- Lance Jordan at Avalon in 2006

Background information
- Birth name: Lance Jordan
- Genres: Electronic, rock, house
- Occupation(s): DJ, Singer, songwriter, producer
- Years active: 1996–present
- Labels: Dusk Recordings, NY Love records
- Website: lancejordan.com

= Lance Jordan =

American DJ/producer/musician/songwriter

Lance Jordan is an American DJ/producer/musician/songwriter. He is best known for his original productions, remixes and collaborations with the likes of such artists as Rosko, Tom Geiger, Nadia Ali, Marta C., and John Creamer & Stephane K. In 2003 Jordan with Creamer & K created the indie house music label NY Love Records, which produced a string of dance hits, most notably Rosko's 2005 anthem "Love Is A Drug" which went to No. 1 on the U.S. Billboard Dance Chart, and "Last Night I Was Dreaming" which rose to No. 2 on European Dance Radio.

==History==

Jordan grew up in New York City, and started his musical career as a rock musician, as the first guitarist in NYC band Commonhaus as well as fronting several bands on guitar and vocals, including Gorilla Theater, all of which played to a loyal following for years at legendary venues like CBGB in Greenwich Village. In the late nineties, he relocated to Germany, and began to DJ, and started producing his own original techno and house music tracks under the name Esoul, short for Electronic Soul. He also started his own music production company, Blue Nova Music, during this time. He returned to New York City in 2000 to open his own production studio as part of the acclaimed Chinatown recording studio, The Engine Room, also known as Engine Room Recordings. Several of his Esoul recordings rose to the top of the charts on the popular MP3.com website, attracting attention and clients to his recording studio.

Jordan met singer-songwriter Rosko in 2001 at a Music and Internet Expo sponsored by mp3.com at Madison Square Garden. By 2002, they were shopping an album they made together, and began searching for remixers, and caught the attention of Creamer & K, who had just been named 2002 Remixers of the Year by Remix Magazine. After launching the label NY Love Records with Creamer & K in 2004, Jordan has co-produced a number of tracks for the label which have received wide support from the Global Dance Community, including "Something To Lose," a duet between Nadia Ali of iio and Rosko, which was signed to Ultra Records. Jordan has also produced many New York-based singers, and produced dance remixes for other labels including Radikal Records, Arista, and Webster Hall Records.

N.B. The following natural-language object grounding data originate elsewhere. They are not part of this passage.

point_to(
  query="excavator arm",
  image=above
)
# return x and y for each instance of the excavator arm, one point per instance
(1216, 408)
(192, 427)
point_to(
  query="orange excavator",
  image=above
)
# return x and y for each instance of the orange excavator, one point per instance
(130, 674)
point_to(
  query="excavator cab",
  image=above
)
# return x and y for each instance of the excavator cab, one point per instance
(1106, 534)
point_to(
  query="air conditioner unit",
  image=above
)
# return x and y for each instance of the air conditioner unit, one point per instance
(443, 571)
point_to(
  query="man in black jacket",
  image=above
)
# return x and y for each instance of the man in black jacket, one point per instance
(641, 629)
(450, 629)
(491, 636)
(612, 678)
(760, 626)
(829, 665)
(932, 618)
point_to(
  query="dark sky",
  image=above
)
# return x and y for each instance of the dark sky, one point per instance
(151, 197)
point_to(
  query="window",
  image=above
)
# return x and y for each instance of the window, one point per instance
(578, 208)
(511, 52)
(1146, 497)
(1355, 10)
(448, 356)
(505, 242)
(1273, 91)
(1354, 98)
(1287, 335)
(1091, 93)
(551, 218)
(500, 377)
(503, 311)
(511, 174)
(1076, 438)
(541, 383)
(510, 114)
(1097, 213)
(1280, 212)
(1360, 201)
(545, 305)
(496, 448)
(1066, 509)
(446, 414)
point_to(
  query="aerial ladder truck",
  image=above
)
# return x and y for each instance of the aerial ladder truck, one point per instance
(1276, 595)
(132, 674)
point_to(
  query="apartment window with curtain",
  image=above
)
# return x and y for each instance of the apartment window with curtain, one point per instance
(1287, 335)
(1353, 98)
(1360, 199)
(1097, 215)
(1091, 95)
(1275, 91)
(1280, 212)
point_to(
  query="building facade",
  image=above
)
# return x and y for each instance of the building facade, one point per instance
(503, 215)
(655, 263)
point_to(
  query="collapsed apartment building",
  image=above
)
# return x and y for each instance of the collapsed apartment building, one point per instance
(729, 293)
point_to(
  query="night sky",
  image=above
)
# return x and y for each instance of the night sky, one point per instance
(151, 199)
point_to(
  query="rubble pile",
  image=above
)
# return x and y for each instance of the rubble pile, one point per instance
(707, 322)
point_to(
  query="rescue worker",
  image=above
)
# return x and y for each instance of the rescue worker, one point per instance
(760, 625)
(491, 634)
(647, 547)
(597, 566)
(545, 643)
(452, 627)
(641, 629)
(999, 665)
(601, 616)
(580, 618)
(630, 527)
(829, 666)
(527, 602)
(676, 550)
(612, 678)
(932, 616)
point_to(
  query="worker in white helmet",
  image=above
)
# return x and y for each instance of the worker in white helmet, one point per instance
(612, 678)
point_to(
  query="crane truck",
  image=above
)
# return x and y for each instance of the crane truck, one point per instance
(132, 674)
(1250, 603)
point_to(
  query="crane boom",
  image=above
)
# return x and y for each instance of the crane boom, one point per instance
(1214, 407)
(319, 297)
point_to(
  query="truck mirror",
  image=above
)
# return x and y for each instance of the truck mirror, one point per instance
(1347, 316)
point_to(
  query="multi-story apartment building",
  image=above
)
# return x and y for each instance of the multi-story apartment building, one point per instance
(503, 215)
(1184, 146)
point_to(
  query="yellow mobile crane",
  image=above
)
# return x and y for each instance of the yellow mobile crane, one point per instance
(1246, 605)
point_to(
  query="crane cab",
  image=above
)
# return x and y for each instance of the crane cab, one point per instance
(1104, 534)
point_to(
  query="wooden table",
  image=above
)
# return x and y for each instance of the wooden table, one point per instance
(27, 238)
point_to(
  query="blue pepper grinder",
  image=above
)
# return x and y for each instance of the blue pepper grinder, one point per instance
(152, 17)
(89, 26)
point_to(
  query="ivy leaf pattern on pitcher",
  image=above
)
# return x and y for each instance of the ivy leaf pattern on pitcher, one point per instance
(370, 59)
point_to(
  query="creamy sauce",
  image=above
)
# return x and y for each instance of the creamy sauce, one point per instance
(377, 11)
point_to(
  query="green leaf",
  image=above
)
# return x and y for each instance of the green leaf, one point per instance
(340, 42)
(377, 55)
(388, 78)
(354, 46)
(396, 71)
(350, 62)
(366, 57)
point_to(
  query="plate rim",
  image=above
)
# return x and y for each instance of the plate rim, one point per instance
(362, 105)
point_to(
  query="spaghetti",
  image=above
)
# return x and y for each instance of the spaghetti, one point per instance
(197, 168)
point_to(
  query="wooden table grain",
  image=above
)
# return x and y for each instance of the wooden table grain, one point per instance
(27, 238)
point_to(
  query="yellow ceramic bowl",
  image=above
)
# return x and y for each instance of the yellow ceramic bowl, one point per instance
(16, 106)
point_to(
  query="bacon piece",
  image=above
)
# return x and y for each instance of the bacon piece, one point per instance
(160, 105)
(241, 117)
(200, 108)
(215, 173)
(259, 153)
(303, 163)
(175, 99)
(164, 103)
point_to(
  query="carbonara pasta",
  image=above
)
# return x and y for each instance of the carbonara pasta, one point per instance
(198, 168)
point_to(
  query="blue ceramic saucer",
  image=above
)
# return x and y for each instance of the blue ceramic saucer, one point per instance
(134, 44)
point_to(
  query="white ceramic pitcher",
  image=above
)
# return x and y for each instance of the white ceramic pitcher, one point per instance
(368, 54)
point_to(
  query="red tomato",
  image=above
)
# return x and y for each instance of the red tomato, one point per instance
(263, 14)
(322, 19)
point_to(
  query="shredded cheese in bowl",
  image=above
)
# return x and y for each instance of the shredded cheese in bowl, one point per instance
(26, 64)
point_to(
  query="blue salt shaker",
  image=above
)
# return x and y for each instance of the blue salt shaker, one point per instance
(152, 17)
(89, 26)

In 2005, Jordan launched his own independent dance label, Dusk Recordings. The label's first release, Sylvia Tosun's "Sleepless," reached No. 8 on the US Billboard Dance Chart. The label continues to release singles, including "Milkbone" feat. Rosko on vocals, "See The Light" feat. Nandi, the recent tracks "Ain't No Sunshine" and "New York Rocks," as well as "Sun Is Rising" which was licensed by Dubfire, one half of the Grammy Award-winning duo Deep Dish for his 2007 Global Underground album, "GU031 "Taipei." Dusk, the time of day between light and dark, continues to be a persistent theme in the label's releases and events.